Duelos contra o Flamengo oxigenam Finanças do Fluminense

Dessas partidas, o Flu foi mandante em quatro, o que gerou uma renda bruta de R$ 5,144 milhões para os cofres das Laranjeiras.

Torcida do Flamengo contra o Fluminense no Engenão - Foto: Gilvan de Souza
ESPN: Nesta quarta-feira, às 21h45 (de Brasília), Fluminense e Flamengo fazem clássico eletrizante pelas quartas de final da Copa Sul-Americana, no Maracanã. E, daqui a uma semana, os velhos rivais voltam a ser encontrar pelo jogo de volta, novamente no "maior do mundo". 

Com isso, serão oito Fla-Flus em 2017, uma verdadeira overdose.
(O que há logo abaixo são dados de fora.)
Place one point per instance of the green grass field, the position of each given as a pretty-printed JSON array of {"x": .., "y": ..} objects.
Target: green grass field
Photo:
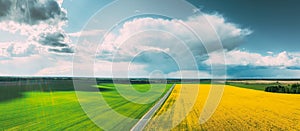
[
  {"x": 54, "y": 106},
  {"x": 255, "y": 86}
]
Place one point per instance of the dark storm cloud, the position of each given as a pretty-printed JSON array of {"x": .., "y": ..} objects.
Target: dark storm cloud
[
  {"x": 5, "y": 6},
  {"x": 56, "y": 42},
  {"x": 31, "y": 11}
]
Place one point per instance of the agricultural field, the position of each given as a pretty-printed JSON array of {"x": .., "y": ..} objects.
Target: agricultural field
[
  {"x": 239, "y": 109},
  {"x": 53, "y": 105}
]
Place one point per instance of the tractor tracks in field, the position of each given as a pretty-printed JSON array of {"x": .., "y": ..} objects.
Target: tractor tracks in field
[{"x": 140, "y": 125}]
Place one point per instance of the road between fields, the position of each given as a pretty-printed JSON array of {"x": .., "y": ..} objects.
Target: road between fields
[{"x": 140, "y": 125}]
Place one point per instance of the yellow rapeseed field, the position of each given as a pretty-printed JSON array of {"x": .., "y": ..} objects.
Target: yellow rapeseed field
[{"x": 239, "y": 109}]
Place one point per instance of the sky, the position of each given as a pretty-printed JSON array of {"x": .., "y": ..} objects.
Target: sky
[{"x": 169, "y": 39}]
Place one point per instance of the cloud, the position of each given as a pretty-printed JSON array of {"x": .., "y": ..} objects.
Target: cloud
[
  {"x": 146, "y": 40},
  {"x": 41, "y": 21},
  {"x": 62, "y": 50},
  {"x": 17, "y": 49},
  {"x": 87, "y": 33},
  {"x": 244, "y": 58},
  {"x": 32, "y": 12}
]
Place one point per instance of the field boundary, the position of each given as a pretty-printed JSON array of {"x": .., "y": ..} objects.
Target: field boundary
[{"x": 140, "y": 125}]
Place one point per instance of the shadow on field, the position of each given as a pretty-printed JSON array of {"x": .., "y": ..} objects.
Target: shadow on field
[{"x": 10, "y": 90}]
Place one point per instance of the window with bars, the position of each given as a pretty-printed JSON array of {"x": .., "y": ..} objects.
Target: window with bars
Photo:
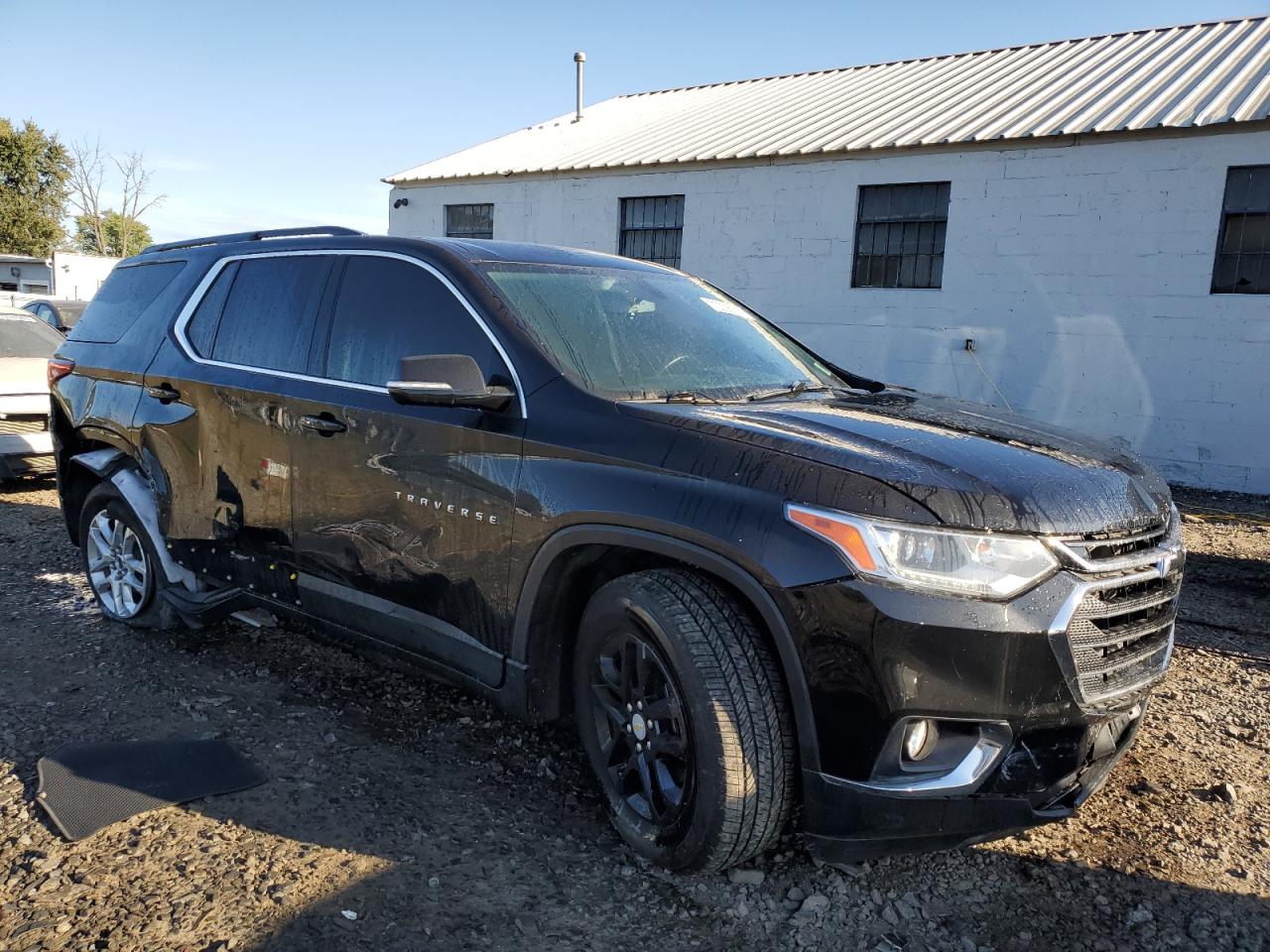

E isso é uma bênção para o time das Laranjeiras.

Afinal, boa parte do dinheiro de bilheteria dos tricolores nesta temporada é proveniente dos encontros com os rubro-negros.

Nos seis dérbis realizados até agora no ano (quatro no Campeonato Carioca, dois no Brasileiro), a média de público pagante foi ótima: 32.447 por jogo.

Dessas partidas, o Flu foi mandante em quatro, o que gerou uma renda bruta de R$ 5,144 milhões para os cofres das Laranjeiras.

Para se ter uma noção do que esse montante representa para os tricolores, isso é mais de um terço de tudo o que a equipe conseguiu em rendas brutas no ano.

Só que Fla e Flu entraram em acordo e resolveram que iriam dividir igualmente a renda de todos os clássicos: exatamente 50% para cada, independentemente de qual torcida estivesse mais presente.

De todas as partidas, cinco foram no Rio de Janeiro (quatro  no Maracanã e uma no Engenhão) e uma em Cariacica-ES, no estádio Kléber Andrade - neste último, ambos ainda tiveram direito a uma cota fixa de R$ 350 mil.

 Somando tudo, Flamengo e Fluminense faturaram uma renda líquida de R$ 1,62 milhão nos seis clássicos do ano, ou R$ 270 mil por partida para cada.

Para o clube das Laranjeiras, uma renda líquida dessa é espetacular, comparando com os outros jogos da equipe no Brasileiro.

Ao todo, a equipe comandada por Abel Braga fez outros 14 jogos como mandante no Nacional, e só em um teve lucro: contra o Atlético-GO, no dia 5 de agosto, com R$ 54,6 mil.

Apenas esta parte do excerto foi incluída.